全てを失ったおじいさんの復讐劇…のはずが、気付けば珍道中に?ノルウェー産のシュールなコメディです。
ハロルドは長い間地元に親しまれてきた家具店を営んでいた。しかし、店の隣にIKEA(大型家具店)が出店したため、廃業に追い込まれてしまう。時を同じくして、長年連れ添ってきた妻もこの世を去る。復讐に燃えるハロルドはIKEAの創業者であるカンプラードの元へ向かうのだが…。
という、びっくりIKEAムービーでした(笑)
IKEAについて
普段はキャストについてここで好き勝手に語るのですが、ノルウェーの芸能事情に疎いので、今回は作品で圧倒的な存在感を放つ「IKEA」について、内容薄めに書いておきます。
あたりまえですが、「IKEA」はスウェーデン発の世界的な家具チェーン店です。低価格で北欧風のおしゃれな家具を買える点が、日本でも人気ですよね。(私は「IKEA」のぬいぐるみが大好きで、よく買いに行きます。)
そして。「IKEA」の家具を買ったこともあるのですが、おしゃれなデザインだけでなく、コスト的なムダが徹底的にカットされている点も特徴の一つだと思いました。
自分で組み立てなきゃいけないのはもちろんですが、その他にも梱包材が必要最低限だったり、予備のネジがほとんど入ってなかったり、超簡素な説明図しか入っていなかったり。…ちなみに、この説明図はいろんなところでネタにされるレベルでわかりにくいです。
そんな「IKEA」ですが、この「ムダをなくす」精神は創業者のイングヴァル・カンプラード氏の考えが反映されたものなのだとか。そんなカンプラード氏が、本作では「これ、大丈夫なの?」というレベルでイジられています(笑)
しかも、劇中では彼をモチーフにしたキャラクター…ではなく、実名そのまま使ってるという(笑)ご本人の写真を見ると、敢えて似た人を選んだんだろうな…というキャスティング。この映画の公開時はカンプラード氏もご存命だったので、「IKEA」含め、よくOKしたな…と、懐の深さを感じました。

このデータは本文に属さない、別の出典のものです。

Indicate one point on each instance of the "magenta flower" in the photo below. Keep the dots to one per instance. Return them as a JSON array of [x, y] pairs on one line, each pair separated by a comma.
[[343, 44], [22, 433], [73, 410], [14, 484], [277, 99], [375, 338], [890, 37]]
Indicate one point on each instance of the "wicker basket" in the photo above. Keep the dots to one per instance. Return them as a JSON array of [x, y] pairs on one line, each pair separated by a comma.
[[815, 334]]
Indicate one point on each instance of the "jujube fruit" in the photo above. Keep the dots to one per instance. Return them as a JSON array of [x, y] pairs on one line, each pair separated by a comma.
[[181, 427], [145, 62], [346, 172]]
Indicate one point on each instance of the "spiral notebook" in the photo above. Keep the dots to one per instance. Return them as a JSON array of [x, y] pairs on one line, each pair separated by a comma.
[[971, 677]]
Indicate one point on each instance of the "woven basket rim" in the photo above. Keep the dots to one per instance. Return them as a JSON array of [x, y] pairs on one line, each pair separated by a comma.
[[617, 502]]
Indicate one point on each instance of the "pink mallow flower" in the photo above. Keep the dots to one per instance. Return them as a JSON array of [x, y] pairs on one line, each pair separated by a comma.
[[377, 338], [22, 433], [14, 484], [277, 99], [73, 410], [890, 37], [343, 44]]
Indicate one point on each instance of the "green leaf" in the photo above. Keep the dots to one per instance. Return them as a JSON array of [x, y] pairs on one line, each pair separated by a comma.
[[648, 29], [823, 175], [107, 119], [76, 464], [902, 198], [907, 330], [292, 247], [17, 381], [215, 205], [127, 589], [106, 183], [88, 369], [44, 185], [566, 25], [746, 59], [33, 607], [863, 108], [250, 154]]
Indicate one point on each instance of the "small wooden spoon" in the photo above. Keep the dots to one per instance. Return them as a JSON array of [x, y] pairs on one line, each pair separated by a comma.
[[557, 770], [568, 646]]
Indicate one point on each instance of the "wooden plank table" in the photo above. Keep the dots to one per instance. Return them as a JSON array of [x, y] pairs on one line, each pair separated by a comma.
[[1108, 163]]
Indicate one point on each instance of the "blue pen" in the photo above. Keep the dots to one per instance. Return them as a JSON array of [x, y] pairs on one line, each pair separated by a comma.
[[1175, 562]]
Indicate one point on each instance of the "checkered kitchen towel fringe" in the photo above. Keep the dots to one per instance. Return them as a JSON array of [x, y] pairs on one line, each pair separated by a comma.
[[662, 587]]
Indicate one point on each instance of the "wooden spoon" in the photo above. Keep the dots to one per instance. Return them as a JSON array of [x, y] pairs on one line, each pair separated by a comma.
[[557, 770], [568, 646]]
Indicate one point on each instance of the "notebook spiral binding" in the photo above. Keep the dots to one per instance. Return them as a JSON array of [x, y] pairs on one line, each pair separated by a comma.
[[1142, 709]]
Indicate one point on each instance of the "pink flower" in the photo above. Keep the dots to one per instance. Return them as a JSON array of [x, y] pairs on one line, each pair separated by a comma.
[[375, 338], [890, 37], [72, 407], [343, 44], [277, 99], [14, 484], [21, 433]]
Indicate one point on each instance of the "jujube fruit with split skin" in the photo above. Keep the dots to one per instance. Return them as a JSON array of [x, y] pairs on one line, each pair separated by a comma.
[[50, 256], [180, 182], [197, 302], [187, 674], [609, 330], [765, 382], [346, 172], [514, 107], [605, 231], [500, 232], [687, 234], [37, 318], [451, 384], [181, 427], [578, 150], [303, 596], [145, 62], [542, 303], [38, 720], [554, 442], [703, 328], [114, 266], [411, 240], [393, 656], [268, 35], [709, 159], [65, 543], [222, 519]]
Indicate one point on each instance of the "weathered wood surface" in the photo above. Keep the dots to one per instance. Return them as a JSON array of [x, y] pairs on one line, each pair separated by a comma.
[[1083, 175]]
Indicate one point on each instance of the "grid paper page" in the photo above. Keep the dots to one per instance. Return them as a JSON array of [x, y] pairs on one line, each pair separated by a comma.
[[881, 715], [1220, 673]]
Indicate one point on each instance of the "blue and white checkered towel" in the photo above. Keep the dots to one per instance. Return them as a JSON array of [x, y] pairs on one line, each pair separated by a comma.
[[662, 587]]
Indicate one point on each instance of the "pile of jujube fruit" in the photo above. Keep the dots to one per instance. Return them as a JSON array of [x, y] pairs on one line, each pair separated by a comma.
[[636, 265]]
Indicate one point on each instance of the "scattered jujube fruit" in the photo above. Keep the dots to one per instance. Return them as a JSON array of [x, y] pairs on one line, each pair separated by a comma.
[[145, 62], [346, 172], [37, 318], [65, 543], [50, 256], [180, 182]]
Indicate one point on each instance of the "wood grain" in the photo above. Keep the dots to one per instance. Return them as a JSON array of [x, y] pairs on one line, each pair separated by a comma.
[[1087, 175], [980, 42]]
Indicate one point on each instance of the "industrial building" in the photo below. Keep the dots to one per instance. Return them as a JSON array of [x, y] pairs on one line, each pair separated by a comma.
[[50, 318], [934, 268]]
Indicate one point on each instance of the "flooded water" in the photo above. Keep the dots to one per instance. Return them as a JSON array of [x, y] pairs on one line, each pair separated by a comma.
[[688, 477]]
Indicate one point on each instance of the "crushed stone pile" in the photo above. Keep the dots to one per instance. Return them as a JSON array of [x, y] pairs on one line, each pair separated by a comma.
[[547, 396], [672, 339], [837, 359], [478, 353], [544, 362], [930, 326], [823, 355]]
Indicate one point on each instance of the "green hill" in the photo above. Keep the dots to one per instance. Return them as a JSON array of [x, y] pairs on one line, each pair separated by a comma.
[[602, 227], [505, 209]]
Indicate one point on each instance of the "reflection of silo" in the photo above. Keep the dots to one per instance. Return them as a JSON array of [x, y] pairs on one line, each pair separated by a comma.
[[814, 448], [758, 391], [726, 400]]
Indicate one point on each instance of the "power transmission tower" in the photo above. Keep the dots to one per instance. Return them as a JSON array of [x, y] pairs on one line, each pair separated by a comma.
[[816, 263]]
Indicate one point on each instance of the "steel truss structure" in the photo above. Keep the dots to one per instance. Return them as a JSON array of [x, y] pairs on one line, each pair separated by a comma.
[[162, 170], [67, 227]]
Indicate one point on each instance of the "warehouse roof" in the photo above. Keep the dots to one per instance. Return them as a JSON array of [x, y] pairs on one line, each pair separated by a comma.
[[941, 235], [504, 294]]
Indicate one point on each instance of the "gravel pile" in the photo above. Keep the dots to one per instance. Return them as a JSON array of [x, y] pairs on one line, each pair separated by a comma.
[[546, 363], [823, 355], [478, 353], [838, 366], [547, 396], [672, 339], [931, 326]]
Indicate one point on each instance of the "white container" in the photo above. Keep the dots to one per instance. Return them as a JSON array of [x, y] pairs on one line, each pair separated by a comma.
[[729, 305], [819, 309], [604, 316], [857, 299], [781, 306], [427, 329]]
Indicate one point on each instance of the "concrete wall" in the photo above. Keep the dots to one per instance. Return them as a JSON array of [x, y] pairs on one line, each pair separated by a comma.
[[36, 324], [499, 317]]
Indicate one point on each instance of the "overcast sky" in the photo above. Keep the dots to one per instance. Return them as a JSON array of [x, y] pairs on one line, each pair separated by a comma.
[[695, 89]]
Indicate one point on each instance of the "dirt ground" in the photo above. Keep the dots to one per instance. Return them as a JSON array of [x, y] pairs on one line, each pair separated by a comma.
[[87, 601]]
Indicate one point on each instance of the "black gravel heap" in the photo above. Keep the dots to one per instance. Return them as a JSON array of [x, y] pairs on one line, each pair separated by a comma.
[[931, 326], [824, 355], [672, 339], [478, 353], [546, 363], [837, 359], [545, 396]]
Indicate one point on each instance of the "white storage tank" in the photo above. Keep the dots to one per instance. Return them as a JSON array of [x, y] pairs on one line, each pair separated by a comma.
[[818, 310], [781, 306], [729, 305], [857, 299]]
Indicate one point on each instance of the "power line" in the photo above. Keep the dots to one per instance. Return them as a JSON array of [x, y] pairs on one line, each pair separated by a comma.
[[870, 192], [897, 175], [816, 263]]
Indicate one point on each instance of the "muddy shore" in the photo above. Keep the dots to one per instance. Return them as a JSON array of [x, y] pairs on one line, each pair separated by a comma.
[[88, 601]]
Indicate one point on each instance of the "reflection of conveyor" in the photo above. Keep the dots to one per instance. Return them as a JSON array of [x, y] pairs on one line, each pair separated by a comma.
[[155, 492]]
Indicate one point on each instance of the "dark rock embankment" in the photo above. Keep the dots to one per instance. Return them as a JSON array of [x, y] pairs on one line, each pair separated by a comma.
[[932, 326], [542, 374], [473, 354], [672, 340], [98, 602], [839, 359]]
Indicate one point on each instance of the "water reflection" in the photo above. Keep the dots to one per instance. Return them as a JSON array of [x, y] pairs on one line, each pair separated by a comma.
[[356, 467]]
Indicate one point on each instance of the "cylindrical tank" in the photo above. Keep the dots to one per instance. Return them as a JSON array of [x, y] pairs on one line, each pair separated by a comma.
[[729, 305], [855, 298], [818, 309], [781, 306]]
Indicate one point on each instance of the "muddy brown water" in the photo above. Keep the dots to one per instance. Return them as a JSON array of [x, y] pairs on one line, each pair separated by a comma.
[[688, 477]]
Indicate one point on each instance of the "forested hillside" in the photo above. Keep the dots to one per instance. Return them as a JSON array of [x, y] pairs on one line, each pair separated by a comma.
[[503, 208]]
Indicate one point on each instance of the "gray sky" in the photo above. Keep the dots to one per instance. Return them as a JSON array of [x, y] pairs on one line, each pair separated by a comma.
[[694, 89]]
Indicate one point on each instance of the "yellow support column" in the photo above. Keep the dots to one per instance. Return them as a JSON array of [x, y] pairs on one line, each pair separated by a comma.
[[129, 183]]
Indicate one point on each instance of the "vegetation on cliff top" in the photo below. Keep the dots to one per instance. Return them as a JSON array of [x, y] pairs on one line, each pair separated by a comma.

…これ以上言うとネタバレになるので、残りのネタは後にとっておきたいと思います。
感想(※ネタバレあり)
本作のユーモアは人を選ぶ気もするけど、中々の良作でした。ドライなユーモアの中に、温かなメッセージが込められています。
多分、本作が好きな人はNetflixドラマ「アフター・ライフ」なんかもハマるんじゃないかな?と思います。細かな設定は違えど、話の大きな構造は結構似ていると思うので。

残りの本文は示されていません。